L’avventurosa Storia degli Oscar: Il Padrino – Parte II(’74)

Il secondo capitolo della saga di Francis Ford Coppola inaugura la legge del sequel, atipico come ci si aspetta da un film mitico.

“Gli farò un’offerta che non potrà rifiutare”.

Il Padrino – Parte II (The Godfather – Part II)

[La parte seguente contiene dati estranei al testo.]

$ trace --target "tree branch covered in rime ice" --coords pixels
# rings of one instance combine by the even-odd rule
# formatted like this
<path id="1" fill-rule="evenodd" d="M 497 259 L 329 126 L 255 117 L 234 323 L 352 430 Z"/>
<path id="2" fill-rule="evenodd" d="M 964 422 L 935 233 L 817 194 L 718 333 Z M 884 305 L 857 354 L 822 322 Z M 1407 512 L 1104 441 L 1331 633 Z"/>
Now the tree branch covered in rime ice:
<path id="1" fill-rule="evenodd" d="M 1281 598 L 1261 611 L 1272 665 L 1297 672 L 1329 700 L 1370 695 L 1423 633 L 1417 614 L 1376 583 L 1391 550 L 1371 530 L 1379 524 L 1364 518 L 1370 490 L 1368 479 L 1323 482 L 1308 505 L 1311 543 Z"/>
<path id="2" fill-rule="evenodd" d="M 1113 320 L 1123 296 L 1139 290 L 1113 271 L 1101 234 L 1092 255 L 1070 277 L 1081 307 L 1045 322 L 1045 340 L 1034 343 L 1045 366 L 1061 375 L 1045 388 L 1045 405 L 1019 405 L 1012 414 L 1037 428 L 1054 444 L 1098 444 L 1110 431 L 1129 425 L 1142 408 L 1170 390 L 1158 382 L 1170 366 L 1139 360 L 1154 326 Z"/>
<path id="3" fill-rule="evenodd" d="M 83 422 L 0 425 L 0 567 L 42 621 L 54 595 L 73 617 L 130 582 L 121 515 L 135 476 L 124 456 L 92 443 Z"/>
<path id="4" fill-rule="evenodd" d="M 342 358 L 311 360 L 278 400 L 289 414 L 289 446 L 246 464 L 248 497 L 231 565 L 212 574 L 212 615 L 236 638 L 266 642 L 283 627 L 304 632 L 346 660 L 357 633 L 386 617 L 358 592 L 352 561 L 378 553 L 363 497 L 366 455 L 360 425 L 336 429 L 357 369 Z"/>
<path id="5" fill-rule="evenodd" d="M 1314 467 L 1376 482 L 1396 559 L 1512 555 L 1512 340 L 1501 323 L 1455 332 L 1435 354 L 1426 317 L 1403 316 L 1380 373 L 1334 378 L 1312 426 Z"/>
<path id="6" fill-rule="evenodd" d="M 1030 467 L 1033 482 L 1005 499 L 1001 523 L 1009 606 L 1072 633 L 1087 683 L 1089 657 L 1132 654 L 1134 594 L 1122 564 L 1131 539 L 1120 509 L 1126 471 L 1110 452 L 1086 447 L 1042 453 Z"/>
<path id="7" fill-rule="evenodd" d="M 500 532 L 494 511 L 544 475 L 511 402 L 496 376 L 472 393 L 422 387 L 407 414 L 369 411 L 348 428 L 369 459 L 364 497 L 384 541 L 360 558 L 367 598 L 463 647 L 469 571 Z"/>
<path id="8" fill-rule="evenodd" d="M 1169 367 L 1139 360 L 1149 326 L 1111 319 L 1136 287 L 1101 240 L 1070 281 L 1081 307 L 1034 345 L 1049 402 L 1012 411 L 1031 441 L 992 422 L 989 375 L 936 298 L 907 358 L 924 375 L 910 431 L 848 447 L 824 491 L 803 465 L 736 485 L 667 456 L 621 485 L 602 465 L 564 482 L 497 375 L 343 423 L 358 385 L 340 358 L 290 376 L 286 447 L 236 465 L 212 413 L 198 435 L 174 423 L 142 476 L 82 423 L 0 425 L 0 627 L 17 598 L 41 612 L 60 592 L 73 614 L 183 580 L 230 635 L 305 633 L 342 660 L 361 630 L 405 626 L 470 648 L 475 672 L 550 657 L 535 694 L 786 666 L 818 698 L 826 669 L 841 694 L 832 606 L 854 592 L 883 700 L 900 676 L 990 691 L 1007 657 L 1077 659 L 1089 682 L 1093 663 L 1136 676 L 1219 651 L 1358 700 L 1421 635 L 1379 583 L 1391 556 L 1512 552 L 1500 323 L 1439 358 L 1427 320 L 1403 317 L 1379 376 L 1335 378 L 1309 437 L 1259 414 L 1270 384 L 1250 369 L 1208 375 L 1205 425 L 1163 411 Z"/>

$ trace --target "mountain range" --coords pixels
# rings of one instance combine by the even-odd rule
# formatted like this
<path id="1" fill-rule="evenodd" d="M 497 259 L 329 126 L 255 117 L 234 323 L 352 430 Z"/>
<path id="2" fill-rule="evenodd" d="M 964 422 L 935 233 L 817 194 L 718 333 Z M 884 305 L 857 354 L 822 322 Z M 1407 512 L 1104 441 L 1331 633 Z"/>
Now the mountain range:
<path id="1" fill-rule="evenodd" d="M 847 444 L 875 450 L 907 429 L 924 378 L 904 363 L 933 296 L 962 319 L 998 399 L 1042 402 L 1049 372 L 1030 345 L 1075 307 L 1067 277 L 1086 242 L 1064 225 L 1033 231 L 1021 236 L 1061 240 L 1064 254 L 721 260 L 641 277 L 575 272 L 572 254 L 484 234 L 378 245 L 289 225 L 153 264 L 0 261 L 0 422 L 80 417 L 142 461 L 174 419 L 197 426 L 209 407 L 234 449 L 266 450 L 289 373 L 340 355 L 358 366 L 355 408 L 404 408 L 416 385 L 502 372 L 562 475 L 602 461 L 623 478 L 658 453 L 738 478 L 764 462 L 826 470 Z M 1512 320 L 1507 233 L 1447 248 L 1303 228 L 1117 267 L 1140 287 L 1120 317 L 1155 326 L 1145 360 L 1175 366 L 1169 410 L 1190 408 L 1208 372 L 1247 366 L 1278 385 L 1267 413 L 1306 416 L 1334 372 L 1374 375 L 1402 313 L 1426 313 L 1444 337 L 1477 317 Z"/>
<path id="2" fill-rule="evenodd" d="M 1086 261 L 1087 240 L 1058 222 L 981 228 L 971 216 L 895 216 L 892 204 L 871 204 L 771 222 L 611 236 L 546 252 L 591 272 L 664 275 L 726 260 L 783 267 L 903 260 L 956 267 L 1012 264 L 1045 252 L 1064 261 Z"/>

Regia: Francis Ford Coppola; soggetto: dal romanzo The Godfather di Mario Puzo; sceneggiatura: Francis Ford Coppola, Mario Puzo; fotografia (Technicolor): Gordon Willis; effetti speciali: A.D. Flowers,Joe Lombardi; scenografia: Dean Tavoularis, Angelo Graham, Joe Chevalier; costumi: Theodora Van Runkle; colonna sonora: Nino Rota, Carmine Coppola; canzoni originali: Francesco Pennino, Jerry Bock, Larry Holofcener, George Weiss; montaggio: Peter Zinner, Barry Malkin, Richard Marks; interpreti: Al Pacino (Michael Corleone), Robert Duvall (Tom Hagen), Diane Keaton (Kay Corleone), Robert De Niro (Vito Corleone), John Cazale (Fredo Corleone), Talia Shire (Connie), Lee Strasberg (Hyman Roth), Michael V. Gazzo (Frankie Pentangeli), G.D. Spradlin (senatore Pat Geary), Richard Bright (Al Neri), Gastone Moschin (Fanucci), Bruno Kirby Jr. (il giovane Clemenza), Frank Sivero (Genco), Francesca De Sapio (mamma Corleone da giovane), Morgana King (mamma Corleone), Marianna Hill (Deanna Corleone), Leopoldo Trieste (Roberto), Troy Donahue (Merle Johnson); produzione: Paramount Pictures/The Coppola Company; origine: USA – 1974; durata: 185′

Trama

La gioventù del primo Padrino, Don Vito (De Niro), giunto a New York da immigrato siciliano su una nave nel 1911, come tanti altri, in cerca di fortuna. In Italia, a Corleone, il gracile giovanotto Vito Andolini ha avuto tutta la famiglia sterminata dalla Mafia. Per la lettura sbagliata del passaporto, i doganieri lo registrano come Vito Corleone. Nel quartiere di Little Italy fa fortuna controllando il gioco d’azzardo e la prostituzione, sostituendosi ai camorristi che, fino a quel momento avevano imperversato. Quasi cinquant’anni più tardi assistiamo alle imprese di suo figlio Michael Corleone (Pacino). Nel 1958, alla comunione del suo primo figlio Anthony, Mike si rende conto che, dalla morte del padre, il bilancio degli affari di famiglia è decisamente in perdita (il fratello Fredo lo tradisce,il fiorente mercato cubano è crollato a causa della rivoluzione guidata da Fidel Castro, che ha deposto il dittatore filo-capitalista Batista per instaurare il comunismo e le attività della Famiglia sono sottoposte ad indagine da parte di una commissione d’inchiesta senatoriale). La seconda moglie Kay abortisce per non mettere al mondo altri figli in un ambiente pericoloso e incerto. Mike, spietato, la caccia via, fa uccidere il fratello e rimane solo, nella lussuosa villa alle porte di Las Vegas, Nevada.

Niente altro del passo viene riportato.